[the Long Blondes] plâtre et ciment
Date : 29 mars 2007
Encore une toute petite cuvée ce soir, au Trabendo pour changer, avec à peine une demi-salle lorsque j'atteins les lieux... Il ne faut pas en attendre beaucoup plus, puisque Gülcher termine déjà son set, apparemment très pop, avec un son assez mauvais (sur les 3 minutes entendues), qui ne dérange pas trop les gens qui se sont reculés pour lire... On retestera une autre fois, quand on arrivera à l'heure...

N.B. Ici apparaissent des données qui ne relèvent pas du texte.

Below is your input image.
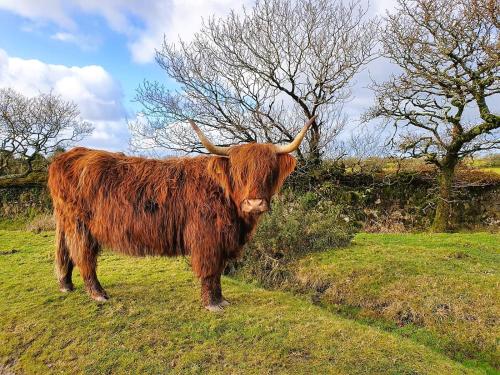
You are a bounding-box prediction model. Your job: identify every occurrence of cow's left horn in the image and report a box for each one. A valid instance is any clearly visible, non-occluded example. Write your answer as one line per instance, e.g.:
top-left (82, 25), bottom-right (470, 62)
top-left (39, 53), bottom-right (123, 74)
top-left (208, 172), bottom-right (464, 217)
top-left (188, 119), bottom-right (229, 156)
top-left (276, 116), bottom-right (316, 154)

Le quintet anglais a déjà été testé il y a quelques mois à la Maroquinerie, et avait laissé un bon souvenir, quoique assez embrumé... The Long Blondes est formé de 3 filles (chanteuse, bassiste, guitariste-clavier) et deux gars (batterie et guitare), dans un équilibre assez étonnant : si la chanteuse est plutôt pétulante, la guitariste et la bassiste se la jouent très détachées, le guitariste gaucher joue à l'envers sur une guitare de droitier, et le batteur est quasiment en permanence en train de rire... Dès les premières mesures, un afflux de souvenirs nous assaille : Blondie, Cindy Lauper, Bananarama, tout un pan de la scène du début des 80's semble revenu nous inciter à nous trémousser, des fulgurances du Tigre traversant l'espace-temps pour nous aider à nous remuer l'arrière-train... Très vite, c'est une autre figure qui transparaît (sans doute pas pour tout le monde, je vous l'accorde), celle de Lene Lovich : dans un registre de voix qui manquait cruellement hier soir, la chanteuse bien accompagnée nous ramène un quart de siècle en arrière, sans pour autant qu'un quelconque anachronisme n'émerge. Nous sommes bien en 2007, il n'y a pas de revival, mais ces jeunes gens se démarquent de leurs congénères par leur savoir-faire réel caché derrière une nonchalance bien feinte... Certains spectateurs hurleront à l'arnaque quand le groupe quittera la scène après 40 petites minutes, mais quand on sait que la chanteuse a passé la journée à se vider tripes et boyaux (puisqu'il faut être précis), on comprend qu'elle est allée au bout des ses forces, et que la prochaine venue en France nous permettra de les apprécier sur une durée plus conforme à ce qu'ils méritent !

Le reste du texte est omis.